Squaw Valley, 2012
Hey, it's finally snowing in the Sierra Nevada!
I started thinking about mountain development politics in California recently, and I have to admit I've checked out a little. I was one of those high school athletes who signed a paper agreeing not to risk my knee ligaments during winter vacation, after I was a kid who bombed the black diamonds. Then I grew up to be a poor public radio reporter. But in a thin snow year, the ski industry and the people who watch it find plenty of time to think about how the mountains are run.

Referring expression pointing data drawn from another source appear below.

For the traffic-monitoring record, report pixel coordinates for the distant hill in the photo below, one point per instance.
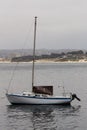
(8, 54)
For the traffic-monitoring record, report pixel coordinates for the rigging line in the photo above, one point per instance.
(13, 72)
(12, 75)
(26, 39)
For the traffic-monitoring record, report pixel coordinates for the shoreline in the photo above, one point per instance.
(47, 61)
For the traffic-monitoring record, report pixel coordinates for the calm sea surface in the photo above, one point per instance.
(73, 76)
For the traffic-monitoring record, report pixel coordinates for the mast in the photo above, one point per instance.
(33, 66)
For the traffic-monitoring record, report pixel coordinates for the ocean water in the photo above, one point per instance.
(73, 76)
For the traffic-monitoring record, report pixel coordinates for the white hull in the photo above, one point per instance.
(38, 100)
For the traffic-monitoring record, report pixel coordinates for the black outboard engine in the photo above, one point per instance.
(75, 96)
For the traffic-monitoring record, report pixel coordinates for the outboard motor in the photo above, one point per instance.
(75, 96)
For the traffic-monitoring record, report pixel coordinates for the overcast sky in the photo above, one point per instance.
(61, 24)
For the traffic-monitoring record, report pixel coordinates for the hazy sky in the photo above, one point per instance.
(62, 24)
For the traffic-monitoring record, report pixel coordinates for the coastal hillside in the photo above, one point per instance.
(43, 54)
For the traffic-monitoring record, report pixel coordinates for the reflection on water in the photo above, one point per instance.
(42, 117)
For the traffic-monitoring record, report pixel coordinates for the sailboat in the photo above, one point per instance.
(40, 95)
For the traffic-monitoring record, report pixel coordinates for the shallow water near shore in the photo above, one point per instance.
(73, 76)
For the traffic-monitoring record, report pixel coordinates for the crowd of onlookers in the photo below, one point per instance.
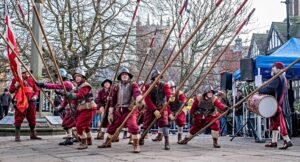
(5, 103)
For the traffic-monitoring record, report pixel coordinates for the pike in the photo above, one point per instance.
(177, 40)
(166, 40)
(34, 40)
(18, 57)
(149, 46)
(223, 51)
(199, 26)
(120, 59)
(48, 44)
(219, 34)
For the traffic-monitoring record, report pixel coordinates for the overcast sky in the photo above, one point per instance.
(266, 12)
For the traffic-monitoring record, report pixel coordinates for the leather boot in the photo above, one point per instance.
(83, 144)
(158, 137)
(142, 141)
(68, 141)
(124, 134)
(130, 141)
(179, 137)
(286, 145)
(184, 141)
(215, 143)
(271, 144)
(89, 141)
(136, 146)
(115, 140)
(100, 136)
(167, 144)
(17, 135)
(33, 135)
(106, 144)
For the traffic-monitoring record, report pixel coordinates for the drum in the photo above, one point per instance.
(263, 105)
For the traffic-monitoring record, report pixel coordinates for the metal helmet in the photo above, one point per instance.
(140, 82)
(171, 84)
(80, 72)
(154, 74)
(208, 88)
(106, 80)
(63, 72)
(69, 76)
(124, 70)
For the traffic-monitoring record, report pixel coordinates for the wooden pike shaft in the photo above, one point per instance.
(167, 66)
(1, 35)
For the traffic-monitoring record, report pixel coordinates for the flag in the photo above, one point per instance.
(184, 6)
(20, 95)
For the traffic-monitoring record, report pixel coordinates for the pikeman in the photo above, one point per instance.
(31, 92)
(69, 119)
(174, 107)
(203, 111)
(101, 101)
(156, 99)
(85, 108)
(279, 88)
(123, 94)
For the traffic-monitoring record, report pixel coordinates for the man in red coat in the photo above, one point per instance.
(203, 111)
(86, 108)
(101, 104)
(156, 99)
(69, 120)
(279, 88)
(32, 93)
(174, 107)
(122, 96)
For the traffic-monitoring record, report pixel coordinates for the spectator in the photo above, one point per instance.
(223, 121)
(239, 112)
(5, 100)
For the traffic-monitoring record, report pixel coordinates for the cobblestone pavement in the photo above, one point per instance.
(199, 149)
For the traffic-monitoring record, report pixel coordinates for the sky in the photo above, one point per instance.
(266, 12)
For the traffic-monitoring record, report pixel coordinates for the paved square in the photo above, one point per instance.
(199, 149)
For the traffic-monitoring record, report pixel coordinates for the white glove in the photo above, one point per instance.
(102, 110)
(139, 101)
(171, 117)
(17, 85)
(157, 114)
(34, 98)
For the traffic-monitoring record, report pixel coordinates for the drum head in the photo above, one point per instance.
(267, 107)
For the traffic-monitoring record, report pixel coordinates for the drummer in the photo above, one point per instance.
(278, 88)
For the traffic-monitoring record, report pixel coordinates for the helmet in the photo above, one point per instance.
(63, 72)
(80, 72)
(171, 84)
(140, 82)
(106, 80)
(69, 76)
(124, 70)
(155, 73)
(208, 88)
(23, 69)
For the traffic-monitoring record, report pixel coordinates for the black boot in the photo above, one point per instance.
(17, 135)
(286, 145)
(68, 141)
(167, 144)
(33, 135)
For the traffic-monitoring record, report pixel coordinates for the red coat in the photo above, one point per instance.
(31, 89)
(69, 86)
(216, 102)
(102, 97)
(148, 101)
(136, 91)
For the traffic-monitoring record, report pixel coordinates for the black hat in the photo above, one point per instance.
(106, 80)
(124, 70)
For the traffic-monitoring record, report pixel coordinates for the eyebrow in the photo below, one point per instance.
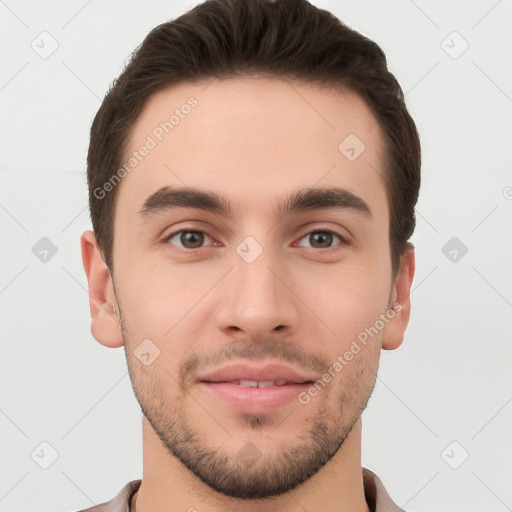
(304, 199)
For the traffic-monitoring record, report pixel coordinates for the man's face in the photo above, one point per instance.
(262, 293)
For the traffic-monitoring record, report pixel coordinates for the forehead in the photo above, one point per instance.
(253, 139)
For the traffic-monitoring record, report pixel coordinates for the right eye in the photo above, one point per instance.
(188, 239)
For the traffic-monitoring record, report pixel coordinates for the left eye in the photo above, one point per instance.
(321, 239)
(188, 239)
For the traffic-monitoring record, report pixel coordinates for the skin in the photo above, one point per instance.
(253, 141)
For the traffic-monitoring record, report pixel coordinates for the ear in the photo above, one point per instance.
(394, 330)
(105, 326)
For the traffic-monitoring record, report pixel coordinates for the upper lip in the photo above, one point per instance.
(269, 372)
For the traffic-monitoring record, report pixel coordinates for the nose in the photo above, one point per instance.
(257, 299)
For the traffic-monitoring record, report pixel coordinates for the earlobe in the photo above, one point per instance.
(394, 330)
(105, 325)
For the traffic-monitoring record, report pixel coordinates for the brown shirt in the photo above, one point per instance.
(376, 496)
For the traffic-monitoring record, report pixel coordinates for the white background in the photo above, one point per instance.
(450, 381)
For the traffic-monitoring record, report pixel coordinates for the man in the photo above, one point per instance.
(253, 175)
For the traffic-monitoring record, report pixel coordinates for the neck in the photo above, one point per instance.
(169, 486)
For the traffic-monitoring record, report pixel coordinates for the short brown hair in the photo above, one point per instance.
(281, 39)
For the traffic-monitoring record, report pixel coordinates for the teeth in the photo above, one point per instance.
(261, 383)
(266, 384)
(249, 383)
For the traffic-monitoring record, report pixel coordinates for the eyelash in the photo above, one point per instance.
(343, 239)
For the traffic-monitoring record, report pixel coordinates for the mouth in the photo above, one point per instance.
(255, 390)
(258, 384)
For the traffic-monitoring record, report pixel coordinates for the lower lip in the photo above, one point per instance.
(254, 400)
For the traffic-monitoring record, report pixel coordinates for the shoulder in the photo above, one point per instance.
(120, 503)
(376, 495)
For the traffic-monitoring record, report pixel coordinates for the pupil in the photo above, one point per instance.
(193, 238)
(318, 238)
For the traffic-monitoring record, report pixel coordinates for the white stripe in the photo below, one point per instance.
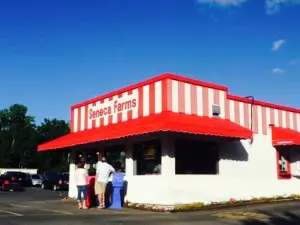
(187, 98)
(199, 100)
(284, 125)
(250, 119)
(158, 97)
(146, 100)
(276, 118)
(268, 118)
(98, 106)
(291, 125)
(114, 115)
(298, 121)
(82, 117)
(175, 106)
(75, 120)
(259, 119)
(242, 113)
(135, 111)
(124, 98)
(210, 101)
(90, 124)
(231, 110)
(222, 103)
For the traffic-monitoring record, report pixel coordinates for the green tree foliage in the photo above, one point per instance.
(20, 136)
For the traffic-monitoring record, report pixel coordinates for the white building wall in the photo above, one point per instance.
(245, 175)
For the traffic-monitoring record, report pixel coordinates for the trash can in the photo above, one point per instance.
(117, 186)
(90, 198)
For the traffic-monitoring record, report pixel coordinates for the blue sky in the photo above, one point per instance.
(57, 53)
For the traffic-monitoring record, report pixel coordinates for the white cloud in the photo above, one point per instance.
(223, 2)
(278, 71)
(274, 6)
(278, 44)
(295, 62)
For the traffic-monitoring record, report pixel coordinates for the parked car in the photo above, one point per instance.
(36, 179)
(6, 184)
(55, 181)
(19, 177)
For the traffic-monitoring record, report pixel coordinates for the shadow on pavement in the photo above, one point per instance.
(283, 219)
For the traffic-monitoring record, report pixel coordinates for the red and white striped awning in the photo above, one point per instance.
(164, 122)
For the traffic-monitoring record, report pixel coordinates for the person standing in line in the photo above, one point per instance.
(103, 171)
(80, 179)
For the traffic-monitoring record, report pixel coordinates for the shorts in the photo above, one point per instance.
(100, 187)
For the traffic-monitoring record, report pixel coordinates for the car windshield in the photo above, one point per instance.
(65, 176)
(35, 176)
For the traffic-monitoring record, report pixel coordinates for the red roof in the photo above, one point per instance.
(166, 121)
(285, 136)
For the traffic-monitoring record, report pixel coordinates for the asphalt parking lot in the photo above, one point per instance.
(38, 206)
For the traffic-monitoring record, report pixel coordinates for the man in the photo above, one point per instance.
(103, 171)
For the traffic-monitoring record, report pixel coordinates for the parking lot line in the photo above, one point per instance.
(20, 206)
(56, 211)
(42, 209)
(11, 213)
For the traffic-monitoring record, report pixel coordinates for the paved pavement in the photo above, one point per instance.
(37, 206)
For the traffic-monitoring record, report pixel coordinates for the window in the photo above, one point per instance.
(148, 157)
(116, 156)
(196, 157)
(283, 163)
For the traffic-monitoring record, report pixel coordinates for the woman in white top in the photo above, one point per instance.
(80, 179)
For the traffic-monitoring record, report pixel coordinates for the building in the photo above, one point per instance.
(211, 145)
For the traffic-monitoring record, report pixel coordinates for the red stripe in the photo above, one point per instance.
(264, 120)
(216, 97)
(170, 95)
(246, 115)
(181, 97)
(227, 109)
(119, 119)
(94, 121)
(193, 99)
(272, 117)
(295, 121)
(72, 121)
(237, 112)
(110, 117)
(205, 101)
(288, 119)
(86, 118)
(152, 99)
(255, 119)
(129, 112)
(78, 119)
(141, 105)
(280, 118)
(165, 95)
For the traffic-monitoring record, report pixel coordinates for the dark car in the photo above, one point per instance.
(55, 181)
(6, 184)
(19, 177)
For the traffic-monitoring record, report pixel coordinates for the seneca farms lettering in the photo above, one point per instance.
(112, 107)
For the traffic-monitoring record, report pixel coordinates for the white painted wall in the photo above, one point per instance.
(30, 171)
(246, 171)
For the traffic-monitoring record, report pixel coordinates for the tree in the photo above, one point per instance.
(17, 132)
(19, 138)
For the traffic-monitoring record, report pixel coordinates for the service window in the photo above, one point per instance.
(283, 163)
(147, 155)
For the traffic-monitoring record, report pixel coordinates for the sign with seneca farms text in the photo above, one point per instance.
(108, 108)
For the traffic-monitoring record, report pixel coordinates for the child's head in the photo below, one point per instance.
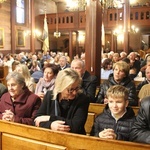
(117, 100)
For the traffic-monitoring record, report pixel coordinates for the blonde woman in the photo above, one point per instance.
(23, 69)
(66, 107)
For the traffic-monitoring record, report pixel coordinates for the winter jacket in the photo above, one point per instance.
(75, 115)
(121, 127)
(141, 128)
(24, 107)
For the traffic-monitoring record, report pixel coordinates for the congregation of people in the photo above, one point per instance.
(49, 90)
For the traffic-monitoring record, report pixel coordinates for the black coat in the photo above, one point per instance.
(139, 86)
(89, 84)
(126, 82)
(122, 127)
(75, 116)
(141, 128)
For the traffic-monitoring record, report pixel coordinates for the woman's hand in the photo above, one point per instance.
(108, 134)
(60, 126)
(8, 115)
(41, 95)
(40, 119)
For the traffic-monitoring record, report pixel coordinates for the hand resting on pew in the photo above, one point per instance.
(8, 115)
(108, 134)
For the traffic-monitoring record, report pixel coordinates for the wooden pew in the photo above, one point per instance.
(3, 74)
(94, 110)
(16, 136)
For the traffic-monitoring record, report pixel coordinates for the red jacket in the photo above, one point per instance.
(24, 107)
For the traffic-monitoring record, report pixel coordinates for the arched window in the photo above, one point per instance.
(20, 11)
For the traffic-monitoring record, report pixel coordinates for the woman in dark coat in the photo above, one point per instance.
(119, 77)
(141, 129)
(65, 108)
(19, 104)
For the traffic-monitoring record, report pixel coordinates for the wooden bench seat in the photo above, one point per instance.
(16, 136)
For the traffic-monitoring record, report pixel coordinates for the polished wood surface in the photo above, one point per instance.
(20, 136)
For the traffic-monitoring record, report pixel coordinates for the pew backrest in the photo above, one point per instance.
(16, 136)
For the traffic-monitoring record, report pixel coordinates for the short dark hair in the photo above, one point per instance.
(55, 68)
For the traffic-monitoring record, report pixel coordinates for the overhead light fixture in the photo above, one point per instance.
(1, 1)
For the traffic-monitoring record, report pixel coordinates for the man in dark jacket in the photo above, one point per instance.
(119, 77)
(116, 120)
(89, 82)
(140, 131)
(147, 79)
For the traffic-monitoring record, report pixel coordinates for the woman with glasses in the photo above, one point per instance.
(66, 107)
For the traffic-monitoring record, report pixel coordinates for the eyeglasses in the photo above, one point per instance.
(72, 90)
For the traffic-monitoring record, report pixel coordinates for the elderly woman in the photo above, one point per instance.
(47, 82)
(18, 104)
(120, 76)
(66, 107)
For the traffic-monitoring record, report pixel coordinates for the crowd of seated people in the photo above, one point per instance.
(66, 96)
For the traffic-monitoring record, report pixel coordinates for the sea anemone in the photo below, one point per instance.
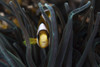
(49, 33)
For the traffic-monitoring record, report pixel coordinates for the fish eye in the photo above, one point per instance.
(42, 36)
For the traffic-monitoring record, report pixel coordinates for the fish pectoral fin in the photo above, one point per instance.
(33, 41)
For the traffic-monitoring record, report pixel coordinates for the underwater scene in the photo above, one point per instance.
(49, 33)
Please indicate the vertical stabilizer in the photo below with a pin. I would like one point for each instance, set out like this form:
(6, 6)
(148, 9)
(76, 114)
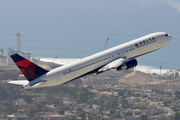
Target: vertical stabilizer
(30, 70)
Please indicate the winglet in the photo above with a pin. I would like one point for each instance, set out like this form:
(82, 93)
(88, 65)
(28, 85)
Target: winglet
(30, 70)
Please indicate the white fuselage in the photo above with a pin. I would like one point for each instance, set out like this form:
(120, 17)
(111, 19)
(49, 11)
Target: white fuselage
(91, 63)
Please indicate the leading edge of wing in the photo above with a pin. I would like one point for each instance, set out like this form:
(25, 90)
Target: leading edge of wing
(19, 82)
(59, 61)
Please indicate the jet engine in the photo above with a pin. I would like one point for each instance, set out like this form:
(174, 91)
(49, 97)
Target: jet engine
(128, 64)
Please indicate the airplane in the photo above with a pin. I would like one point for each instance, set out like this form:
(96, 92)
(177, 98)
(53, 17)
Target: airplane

Earlier this winter, one corporation came to own two of those places I skied in Tahoe growing up. The impact of Alpine Meadows and Squaw Valley "joining forces" has been pretty much exclusively discussed in terms of lift ticket prices. As the San Francisco Chronicle reported:
Major corporate ownership could mean big dollar improvements. Vail has shown that with major mountain upgrades at both Heavenly and Northstar. But big improvements could translate into expensive lift tickets. Squaw has long been one of the most expensive places to ski in Tahoe, with tickets pushing $100 last year. According to the Associated Press, there are no plans for connecting the two adjacent resorts, which are separated by a single ridge.
That story also touches on increasing concern about development on this mountain, and at other mountains around the state. Tahoe's planning process seems always under scrutiny. This winter, that's happening because of a Northstar development that opponents call the largest expansion around the area since 1901. The question becomes not just whether development can happen responsibly in Tahoe. News nibblets like this make me wonder about where the ski industry is headed in California anyway.
A few years ago, there was a great LA Times story by Hugo Martin about Donner Ski Ranch, a Truckee institution that has something called "old-school Thursdays" - $15 to ski! Martin set out for Tahoe looking for the opposite of the trend in ski resorts:
For the last 15 years or more, private equity groups and big-money corporations have been gobbling up the biggest, most popular and most profitable ski resorts, and with good reason. From 2001 to 2006, U.S. ski resorts saw revenue increase 22%. Now, nearly 1 in 3 ski trips takes place on a mountain owned by one of the four biggest resort corporations. It's a trend that some decry and others believe has saved skiing. I'm not sure how I feel.
What he found at Donner Ski Ranch was old school, indeed. The muni golf course of the ski world. A mom and pop shop where pop works the lift and every year they're legging it out; especially, I'd guess, in a year like this.
I suspect development and ticket prices are movements in the symphony about where ski resorts are going. But to continue the metaphor, I also suspect climate change is the notation that could put the whole piece in a minor key. Global warming has entered public policy as another wrinkle in analyzing development. That's in legal requirements for planning processes. We've seen this in species pushed up to higher elevations by warming climate (did somebody say flying squirrel?).
You can't mistake a season's worth of snow weather (or s'now snow weather) for climate change. Still, years like these have got to be serving as a wake up call to mountain operators. Ski industry folks think about how a changing climate affects the mountain as a matter of business sustainability. Aspen started that, with Congressional testimony and big programs, but California's ski operators are now too. Climate change has a forcing impact on the little guys, and that means both the little mountains and the little operators.